Sabote
Ayla KAYMAZ
Kendi hislerini sabote eder mi bir insan? Benim jenerasyon bunun üzerine ustalık belgesi alır. Ailelerimiz niyet asla kötü değil ben bunu yürekten biliyorum, hep bir durumu kurtarma çabasındaydılar ama duygularımıza üfleyip dağıttılar toz yumağı misali. Seni dertlendirecek bir şey bulamadın etrafında çünkü hadi bakalım ayıptı, ne gerek vardı, şımarıklıktı, saçmalamaktı. Sen kaldırımdan mı düştün, sus bakalım Ayşe’nin kızı taaa damdan düşmüş. Senin istediğin elbise alınmamış orda dur bakalım, yan dairede ki kızın elbise alacak bir ailesi bile yokmuş. İşte bunun gibi uzayıp giden durumlar sıralayabilirim, seni üzen yoran her ne varsa üzülemez ve de ağlayamazsın. Çünkü hep senden daha kötü durumda olan başkalarını bulup, içini rahatlatmak zorundasın. Yani bu durum DNA’larımıza bile kodlanmış durumda. Son yıllarda üzüntümü, kızgınlığımı, kırgınlığımı niye yaşayamıyorum ki ben diye düşünür oldum. Niye bastırayım, neden benden daha zorda olan biri üzerinden kendimi iyi hissetme mücadelesi içindeyim ben neden? Bir başkası olsa gelse dese ki böyle dertlerim var dinleriz, omuz uzatır, mendil veririz değil mi?

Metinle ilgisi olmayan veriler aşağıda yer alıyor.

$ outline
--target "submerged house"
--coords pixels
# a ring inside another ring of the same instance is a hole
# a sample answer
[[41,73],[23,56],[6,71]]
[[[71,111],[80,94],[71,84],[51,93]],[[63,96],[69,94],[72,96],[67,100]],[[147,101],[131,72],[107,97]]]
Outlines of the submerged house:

Bir başkasının duygularını bu denli önemserken bu hayat yolculuğunda bizi asla bırakmayacak yegane şey olan kendimizin de ağlarken sesinin çıkmasına, kızınca biraz kalaylamaya hiç mi hakkı yok? E vallahi en kralından var bence! Herkesin hayatı algılayışı başka, duruşu başka, mücadelesi başka, kılıcı kalkanı başka… Seni yatak döşek eden bir şey benim çok da kolay göğüsleyebildiğim bir sorun olabilir. Ya da tam tersi… Başkaları üzülür, kırılır, incinir diye doldurma o testiyi. Hatta yaşadıklarının bir müsebbibi varsa onu da al karşına. Hani geçen yazılardaki çöp kanunu kuralı vardı ya belki öyle, doğru alanı bulduysan boşalt bence yüreğini. Anlat, dök, yaşa. Unutma sen kaldırabiliyorsan herkes kaldırabilir.